Queues

Queues#

SMU’s high-performance computing (HPC) clusters use SLURM to schedule and manage resources.

M3 Queues#

M3 has the following queues:

Partition Name	Number of Nodes	Cores Per Node	Memory Per Node	Time Limit	Notes
dev	4	128	500GB	2 hours
gpu-dev	3	36	734GB	4 hours	8 Nvidia V100 GPUs per node
htc	20	128	500GB	24 hours
standard-s	124	128	500GB	24 hours
standard-l	20	128	500GB	7 days
highmem	8	128	2TB	5 days
dtn	2	128	500GB	7 days	*approval required

All M3 nodes are identical and contain dual AMD EPYC 7763 64-Core Processors with the exception of the nodes on the highmem partition having more memory.

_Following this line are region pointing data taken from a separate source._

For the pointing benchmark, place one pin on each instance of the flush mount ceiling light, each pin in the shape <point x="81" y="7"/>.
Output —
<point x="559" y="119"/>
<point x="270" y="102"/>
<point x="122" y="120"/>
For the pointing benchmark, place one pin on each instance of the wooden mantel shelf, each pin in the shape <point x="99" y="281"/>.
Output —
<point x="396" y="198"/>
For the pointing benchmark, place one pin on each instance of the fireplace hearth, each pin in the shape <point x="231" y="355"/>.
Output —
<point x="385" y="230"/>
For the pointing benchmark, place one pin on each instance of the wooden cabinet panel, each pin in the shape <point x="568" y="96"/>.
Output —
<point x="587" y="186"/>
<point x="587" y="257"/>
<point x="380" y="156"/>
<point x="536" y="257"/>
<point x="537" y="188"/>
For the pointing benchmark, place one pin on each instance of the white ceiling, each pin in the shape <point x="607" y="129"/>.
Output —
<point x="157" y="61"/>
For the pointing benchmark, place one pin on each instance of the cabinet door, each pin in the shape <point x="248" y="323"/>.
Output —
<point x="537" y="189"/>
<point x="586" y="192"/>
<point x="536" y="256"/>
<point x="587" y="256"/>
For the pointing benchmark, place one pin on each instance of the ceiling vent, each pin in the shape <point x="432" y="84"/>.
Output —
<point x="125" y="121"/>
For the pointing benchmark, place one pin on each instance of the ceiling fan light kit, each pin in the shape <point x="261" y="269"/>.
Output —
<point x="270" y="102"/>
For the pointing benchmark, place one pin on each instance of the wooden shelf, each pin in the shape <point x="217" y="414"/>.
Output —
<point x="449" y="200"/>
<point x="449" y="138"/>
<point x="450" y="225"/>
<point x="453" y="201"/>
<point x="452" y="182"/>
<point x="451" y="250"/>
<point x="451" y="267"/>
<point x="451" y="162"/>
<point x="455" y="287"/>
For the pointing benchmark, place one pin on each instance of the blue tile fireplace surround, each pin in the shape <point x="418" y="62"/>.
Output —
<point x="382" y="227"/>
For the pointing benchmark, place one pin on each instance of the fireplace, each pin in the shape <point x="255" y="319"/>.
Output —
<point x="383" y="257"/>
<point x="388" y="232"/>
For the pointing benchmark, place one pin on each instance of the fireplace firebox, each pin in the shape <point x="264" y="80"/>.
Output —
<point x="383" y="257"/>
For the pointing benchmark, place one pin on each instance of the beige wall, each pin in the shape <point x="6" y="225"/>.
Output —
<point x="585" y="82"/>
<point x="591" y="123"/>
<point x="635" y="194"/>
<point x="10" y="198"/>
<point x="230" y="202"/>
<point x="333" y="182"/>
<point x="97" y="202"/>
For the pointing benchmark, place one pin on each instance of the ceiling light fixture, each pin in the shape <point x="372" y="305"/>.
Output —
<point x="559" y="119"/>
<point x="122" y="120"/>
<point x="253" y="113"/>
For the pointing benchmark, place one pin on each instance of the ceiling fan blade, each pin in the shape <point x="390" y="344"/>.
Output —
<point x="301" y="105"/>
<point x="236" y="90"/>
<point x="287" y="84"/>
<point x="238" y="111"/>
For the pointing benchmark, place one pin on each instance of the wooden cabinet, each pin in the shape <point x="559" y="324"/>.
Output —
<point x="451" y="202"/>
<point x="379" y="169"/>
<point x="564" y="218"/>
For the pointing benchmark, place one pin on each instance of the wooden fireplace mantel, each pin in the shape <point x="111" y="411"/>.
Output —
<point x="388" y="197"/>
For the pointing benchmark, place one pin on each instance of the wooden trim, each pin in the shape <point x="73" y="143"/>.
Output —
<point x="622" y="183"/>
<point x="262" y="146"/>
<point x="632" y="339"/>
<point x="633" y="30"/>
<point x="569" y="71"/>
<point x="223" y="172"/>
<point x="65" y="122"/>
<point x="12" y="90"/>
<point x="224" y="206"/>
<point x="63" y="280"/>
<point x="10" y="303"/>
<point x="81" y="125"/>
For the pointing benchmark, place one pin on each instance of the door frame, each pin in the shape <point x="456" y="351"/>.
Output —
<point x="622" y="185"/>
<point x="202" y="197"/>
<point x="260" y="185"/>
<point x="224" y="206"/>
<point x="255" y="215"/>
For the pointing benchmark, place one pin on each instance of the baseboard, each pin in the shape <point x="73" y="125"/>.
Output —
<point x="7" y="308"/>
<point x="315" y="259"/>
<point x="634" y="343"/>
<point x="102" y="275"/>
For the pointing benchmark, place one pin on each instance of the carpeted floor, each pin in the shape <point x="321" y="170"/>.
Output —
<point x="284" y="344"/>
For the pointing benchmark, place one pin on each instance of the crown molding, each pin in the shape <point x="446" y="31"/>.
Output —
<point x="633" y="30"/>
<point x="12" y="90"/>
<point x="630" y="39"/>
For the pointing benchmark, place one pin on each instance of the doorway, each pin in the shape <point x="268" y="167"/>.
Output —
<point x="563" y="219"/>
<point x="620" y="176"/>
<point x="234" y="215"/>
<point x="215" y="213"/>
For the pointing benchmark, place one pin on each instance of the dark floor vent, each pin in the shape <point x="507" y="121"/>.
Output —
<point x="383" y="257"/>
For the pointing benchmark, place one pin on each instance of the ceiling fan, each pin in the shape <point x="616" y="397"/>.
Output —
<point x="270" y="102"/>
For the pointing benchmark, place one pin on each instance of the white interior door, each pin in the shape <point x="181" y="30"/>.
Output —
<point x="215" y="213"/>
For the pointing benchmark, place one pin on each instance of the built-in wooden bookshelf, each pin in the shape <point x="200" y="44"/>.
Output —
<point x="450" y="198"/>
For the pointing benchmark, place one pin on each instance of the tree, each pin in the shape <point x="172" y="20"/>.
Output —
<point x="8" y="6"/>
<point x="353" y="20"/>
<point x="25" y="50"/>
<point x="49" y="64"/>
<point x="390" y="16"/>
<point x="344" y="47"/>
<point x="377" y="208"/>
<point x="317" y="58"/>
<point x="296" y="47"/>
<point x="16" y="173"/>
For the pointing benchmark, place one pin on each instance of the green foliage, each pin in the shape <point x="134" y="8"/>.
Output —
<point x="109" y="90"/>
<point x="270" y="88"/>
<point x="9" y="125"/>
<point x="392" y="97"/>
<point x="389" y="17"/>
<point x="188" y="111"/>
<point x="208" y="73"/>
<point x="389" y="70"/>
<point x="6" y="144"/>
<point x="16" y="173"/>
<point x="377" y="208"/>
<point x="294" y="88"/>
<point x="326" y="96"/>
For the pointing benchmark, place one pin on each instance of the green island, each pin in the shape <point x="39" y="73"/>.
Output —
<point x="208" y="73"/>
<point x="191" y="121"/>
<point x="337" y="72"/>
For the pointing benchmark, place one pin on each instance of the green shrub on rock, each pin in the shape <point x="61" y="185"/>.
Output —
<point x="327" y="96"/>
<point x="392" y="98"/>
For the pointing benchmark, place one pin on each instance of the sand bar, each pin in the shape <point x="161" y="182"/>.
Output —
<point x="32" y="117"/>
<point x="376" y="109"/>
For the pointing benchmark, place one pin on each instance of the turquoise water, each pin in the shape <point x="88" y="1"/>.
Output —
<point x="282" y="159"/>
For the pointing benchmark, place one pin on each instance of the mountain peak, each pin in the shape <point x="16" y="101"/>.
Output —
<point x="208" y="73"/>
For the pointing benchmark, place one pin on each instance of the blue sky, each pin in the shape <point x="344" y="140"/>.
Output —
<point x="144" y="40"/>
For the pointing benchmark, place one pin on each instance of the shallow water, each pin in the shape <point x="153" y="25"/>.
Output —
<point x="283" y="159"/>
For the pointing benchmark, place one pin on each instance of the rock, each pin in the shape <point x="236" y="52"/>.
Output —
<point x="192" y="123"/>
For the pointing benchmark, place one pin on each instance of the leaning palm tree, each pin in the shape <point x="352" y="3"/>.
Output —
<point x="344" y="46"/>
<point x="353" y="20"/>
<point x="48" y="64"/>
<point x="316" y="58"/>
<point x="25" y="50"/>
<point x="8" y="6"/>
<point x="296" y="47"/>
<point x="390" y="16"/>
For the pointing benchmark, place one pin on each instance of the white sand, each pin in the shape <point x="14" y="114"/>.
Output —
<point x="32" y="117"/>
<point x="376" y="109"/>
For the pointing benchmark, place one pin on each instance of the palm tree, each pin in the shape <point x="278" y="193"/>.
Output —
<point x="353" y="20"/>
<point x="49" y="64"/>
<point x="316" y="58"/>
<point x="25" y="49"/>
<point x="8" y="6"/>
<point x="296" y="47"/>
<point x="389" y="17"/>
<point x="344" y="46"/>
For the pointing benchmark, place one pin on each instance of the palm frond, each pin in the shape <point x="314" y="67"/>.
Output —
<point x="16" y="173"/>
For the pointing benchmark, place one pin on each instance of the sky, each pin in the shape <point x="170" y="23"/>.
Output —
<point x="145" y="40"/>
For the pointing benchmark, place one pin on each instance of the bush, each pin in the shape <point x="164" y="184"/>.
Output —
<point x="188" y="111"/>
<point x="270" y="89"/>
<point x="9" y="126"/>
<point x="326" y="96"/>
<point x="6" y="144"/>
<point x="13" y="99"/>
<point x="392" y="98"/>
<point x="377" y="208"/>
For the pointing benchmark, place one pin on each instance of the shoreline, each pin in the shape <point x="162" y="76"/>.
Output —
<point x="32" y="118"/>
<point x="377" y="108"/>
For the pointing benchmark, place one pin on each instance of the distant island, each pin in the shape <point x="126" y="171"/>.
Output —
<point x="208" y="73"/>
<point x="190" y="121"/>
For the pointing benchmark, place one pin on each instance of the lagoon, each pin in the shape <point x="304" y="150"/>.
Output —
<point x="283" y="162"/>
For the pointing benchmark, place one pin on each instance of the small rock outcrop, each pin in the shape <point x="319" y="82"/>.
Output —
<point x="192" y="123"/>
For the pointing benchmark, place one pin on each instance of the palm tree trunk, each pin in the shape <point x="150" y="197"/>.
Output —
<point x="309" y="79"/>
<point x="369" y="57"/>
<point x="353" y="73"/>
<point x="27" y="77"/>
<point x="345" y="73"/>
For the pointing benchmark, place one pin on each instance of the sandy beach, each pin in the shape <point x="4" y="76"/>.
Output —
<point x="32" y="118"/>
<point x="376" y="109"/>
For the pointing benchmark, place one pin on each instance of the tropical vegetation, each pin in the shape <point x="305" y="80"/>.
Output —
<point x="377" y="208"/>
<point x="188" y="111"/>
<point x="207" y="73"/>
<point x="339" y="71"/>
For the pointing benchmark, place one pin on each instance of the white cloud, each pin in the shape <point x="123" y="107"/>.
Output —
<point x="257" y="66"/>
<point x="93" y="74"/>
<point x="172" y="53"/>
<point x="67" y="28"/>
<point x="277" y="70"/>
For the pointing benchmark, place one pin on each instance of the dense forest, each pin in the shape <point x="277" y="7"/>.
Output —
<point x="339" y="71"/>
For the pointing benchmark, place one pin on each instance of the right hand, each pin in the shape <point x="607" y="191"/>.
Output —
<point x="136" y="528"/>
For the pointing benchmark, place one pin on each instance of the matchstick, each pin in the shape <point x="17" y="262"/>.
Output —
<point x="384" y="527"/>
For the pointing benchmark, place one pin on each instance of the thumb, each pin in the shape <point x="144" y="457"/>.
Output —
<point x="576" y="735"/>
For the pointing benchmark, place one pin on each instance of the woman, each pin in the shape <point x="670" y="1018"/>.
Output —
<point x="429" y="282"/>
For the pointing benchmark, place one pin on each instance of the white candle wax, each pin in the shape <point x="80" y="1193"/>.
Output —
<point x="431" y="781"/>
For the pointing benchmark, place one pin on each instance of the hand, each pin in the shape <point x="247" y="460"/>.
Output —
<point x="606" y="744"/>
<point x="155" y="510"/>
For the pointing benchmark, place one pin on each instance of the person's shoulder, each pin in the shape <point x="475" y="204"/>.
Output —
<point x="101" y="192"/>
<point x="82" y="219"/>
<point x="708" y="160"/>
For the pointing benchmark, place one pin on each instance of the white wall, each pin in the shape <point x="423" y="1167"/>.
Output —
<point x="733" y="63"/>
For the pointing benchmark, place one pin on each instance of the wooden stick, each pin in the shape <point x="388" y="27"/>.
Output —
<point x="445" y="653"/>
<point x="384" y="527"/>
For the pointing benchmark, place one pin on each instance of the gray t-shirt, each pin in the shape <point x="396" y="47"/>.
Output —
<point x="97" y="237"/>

The dev nodes are meant for interactive and development work
The gpu-dev nodes are meant for interactive and development work. Production and batch jobs should run on the SuperPod.
The htc nodes are for “High Throughput Computing” and are intended for jobs that typically launch a large number of tasks that require a single core and a small amount of memory for a short time. This is also an appropriate queue for many interactive jobs requiring longer than 2 hours.
The standard-s and standard-l nodes are where most jobs should be run depending on their duration
The highmem nodes are for jobs requiring more than 500GB of memory
The dtn nodes are “Data Transfer Nodes.” Access requires approval. These nodes are meant only for transfering data to/from M3.

Note

You should select the queue most appropriate for your jobs and not on current availability.

SuperPod Queues#

The SuperPod has 2 queues:

Partition Name	Number of Nodes	Cores Per Node	Memory Per Node	GPUs Per Node	Time Limit
batch	18	128	2TB	8 Nvidia A100s	48 hours
short	2	128	2TB	8 Nvidia A100s	4 hours

All SuperPod nodes are identical and contain dual AMD EPYC 7742 64-Core Processors.

We have partitioned the nodes on the SuperPod, so for every GPU you request, you will also receive 16 CPU cores and 96GB of memory automatically.

Note

CPU only jobs should be run on M3 and not the SuperPod

Short queue#

The short queue is intended for interactive work, development, and other short tasks. The following job restrictions apply:

4 hour time limit
default allocation 1 GPU, 16 cores, 96GB memory, 2 hours
default of of 96 GB and 16 cores per GPU
Max 2 GPUs
Max 128GB per GPU
Max 16 cores per GPU
Max 1 running job per user
ssh access to compute nodes enabled for running jobs

Special Requests#

Exceptions may be requested, for example, to run a job on all 20 SuperPOD nodes. Approval for any such requests will be the responsibility of the O’Donnell Data Science and Research Computing Institute and will be based on demonstrated need and impact to other users.